Jest jednak jeden pozytywny przykład w postaci Ten Square Games, który potrafi zwiększać przychody ze swojej gry Fishing Clash, pomimo że premiera miała miejsce 2 lata temu. W segmencie mobilnym samo wyprodukowanie gry to najłatwiejsza część całej układanki, bo liczy się przede wszystkim odpowiedni marketing w celu utrzymania zainteresowania graczy, pozyskiwania nowych i skłaniania ich do dokonywania mikropłatności. Kto nie potrafi tego skutecznie robić ten szybko wypada z gry.
W tym roku dywidendę wypłaciły aż cztery spółki (PlayWay, CD Projekt, Ultimate Games i Ten Square Games). Uważasz, że to dobry ruch? W następnych latach kolejne spółki zaczną dzielić się zyskiem? Do tej pory uważano, że dywidenda wszędzie, ale nie u producentów gier wideo.
Ja osobiście bardzo popieram wypłaty dywidend, bo to świadczy o dyscyplinie kosztowej spółek i pozytywnym cashflow. Zamiast trzymać gotówkę na nisko oprocentowanej lokacie czy w obligacjach lepiej podzielić się zyskiem z akcjonariuszami, którzy wtedy mają za co dokupić nowe akcje😊
Jak zapatrujesz się na nadchodzące debiuty?
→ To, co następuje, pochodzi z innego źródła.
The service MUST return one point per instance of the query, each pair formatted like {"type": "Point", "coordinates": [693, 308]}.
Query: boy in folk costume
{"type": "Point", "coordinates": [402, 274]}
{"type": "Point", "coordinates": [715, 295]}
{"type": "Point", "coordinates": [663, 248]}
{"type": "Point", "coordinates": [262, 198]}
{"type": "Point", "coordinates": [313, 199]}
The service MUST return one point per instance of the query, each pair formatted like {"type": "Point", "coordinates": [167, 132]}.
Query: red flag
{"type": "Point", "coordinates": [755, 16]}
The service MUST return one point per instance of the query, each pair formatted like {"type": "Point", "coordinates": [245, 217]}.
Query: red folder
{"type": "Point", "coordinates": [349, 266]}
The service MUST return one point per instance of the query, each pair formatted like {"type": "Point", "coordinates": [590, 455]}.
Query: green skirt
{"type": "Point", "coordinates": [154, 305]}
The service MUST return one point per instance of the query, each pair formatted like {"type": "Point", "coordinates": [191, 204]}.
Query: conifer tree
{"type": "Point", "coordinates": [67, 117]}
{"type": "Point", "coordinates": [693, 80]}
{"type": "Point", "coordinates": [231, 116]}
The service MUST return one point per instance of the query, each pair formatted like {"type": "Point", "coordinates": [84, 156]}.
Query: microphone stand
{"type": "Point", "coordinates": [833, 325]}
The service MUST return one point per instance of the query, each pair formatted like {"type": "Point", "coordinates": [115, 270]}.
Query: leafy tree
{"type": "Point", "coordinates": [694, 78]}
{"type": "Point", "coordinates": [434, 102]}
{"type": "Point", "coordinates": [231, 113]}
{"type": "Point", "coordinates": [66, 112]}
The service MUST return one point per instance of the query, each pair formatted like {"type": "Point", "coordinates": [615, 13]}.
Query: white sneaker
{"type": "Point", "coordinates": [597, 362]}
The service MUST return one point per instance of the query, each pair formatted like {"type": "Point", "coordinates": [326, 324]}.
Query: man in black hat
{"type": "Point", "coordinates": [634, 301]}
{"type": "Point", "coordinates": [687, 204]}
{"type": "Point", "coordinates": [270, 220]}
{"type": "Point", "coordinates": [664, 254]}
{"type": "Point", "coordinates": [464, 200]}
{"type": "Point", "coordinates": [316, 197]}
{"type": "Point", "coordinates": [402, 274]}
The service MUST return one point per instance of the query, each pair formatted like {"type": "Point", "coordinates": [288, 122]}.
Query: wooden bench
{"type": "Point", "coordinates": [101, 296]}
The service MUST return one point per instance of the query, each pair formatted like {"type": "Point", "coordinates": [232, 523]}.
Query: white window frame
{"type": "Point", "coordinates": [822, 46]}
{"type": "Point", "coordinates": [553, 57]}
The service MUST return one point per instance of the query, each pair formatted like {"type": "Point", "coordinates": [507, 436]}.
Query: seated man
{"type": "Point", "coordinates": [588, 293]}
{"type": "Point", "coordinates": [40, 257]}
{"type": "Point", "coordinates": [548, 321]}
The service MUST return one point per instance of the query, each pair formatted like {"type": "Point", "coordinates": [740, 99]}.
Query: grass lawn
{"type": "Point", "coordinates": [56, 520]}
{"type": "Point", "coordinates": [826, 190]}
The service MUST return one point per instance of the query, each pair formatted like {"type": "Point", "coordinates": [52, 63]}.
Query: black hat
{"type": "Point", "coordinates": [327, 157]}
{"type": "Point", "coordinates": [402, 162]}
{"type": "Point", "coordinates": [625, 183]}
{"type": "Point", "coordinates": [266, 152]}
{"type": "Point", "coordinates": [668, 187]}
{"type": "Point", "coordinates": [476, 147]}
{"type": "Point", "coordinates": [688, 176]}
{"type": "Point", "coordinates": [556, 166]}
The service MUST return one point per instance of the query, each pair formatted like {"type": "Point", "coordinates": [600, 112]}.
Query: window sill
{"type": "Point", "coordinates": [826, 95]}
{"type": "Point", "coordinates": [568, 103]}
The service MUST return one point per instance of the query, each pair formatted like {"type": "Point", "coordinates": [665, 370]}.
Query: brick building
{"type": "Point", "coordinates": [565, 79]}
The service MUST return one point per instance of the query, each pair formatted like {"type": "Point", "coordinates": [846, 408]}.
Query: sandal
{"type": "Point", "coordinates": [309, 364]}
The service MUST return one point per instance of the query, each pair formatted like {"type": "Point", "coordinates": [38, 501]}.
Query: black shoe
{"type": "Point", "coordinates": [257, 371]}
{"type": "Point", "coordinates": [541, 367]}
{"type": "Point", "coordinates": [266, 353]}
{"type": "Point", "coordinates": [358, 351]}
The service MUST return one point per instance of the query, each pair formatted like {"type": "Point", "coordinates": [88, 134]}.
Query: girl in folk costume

Nie ma w nich dużych spółek, ale może widzisz tam jakieś ciekawe okazje inwestycyjne?
Jak wcześniej wspomniałem, wciąż z utęsknieniem wyczekuję debiutu Techlandu, którego akcje brałbym praktycznie w ciemno.
Myślę, że ciekawym debiutem w przyszłym roku będzie krakowskie studio Starward Industries, które produkuje grę w oparciu o jedną z powieści Stanisława Lema.
Na koniec małe spojrzenie w szklaną kulę – jak widzisz rozwój spółek gamingowych na giełdzie? Czekają nas kolejne lata hossy, duże debiuty czy dochodzimy do ściany, a nadchodzące spowolnienie gospodarcze w Europie może negatywnie odbić się na spółkach gamingowych?
Jestem wciąż wielkim optymistą odnośnie polskiej branży gier, bo wychodzę z założenia, że ona dopiero teraz rozpoczyna swój podbój światowego rynku. CD Projekt pokazał, że można, a kolejne studia idą jego śladem i będą zdobywać rynek swoimi produkcjami. Jesteśmy w miejscu, w którym Rockstar, Electronic Arts czy Activision Blizzard były 15-20 lat temu, a obecnie odbieramy im sporą część światowego tortu i skutecznie walczymy również o kapitał ludzki.
Aż dziwne, że ci giganci jeszcze nie kupują polskich studiów. To jednak temat na inną rozmowę. Za tę o giełdzie bardzo dziękuję i liczę, że kiedyś jeszcze porozmawiamy na łamach Graczpospolitej.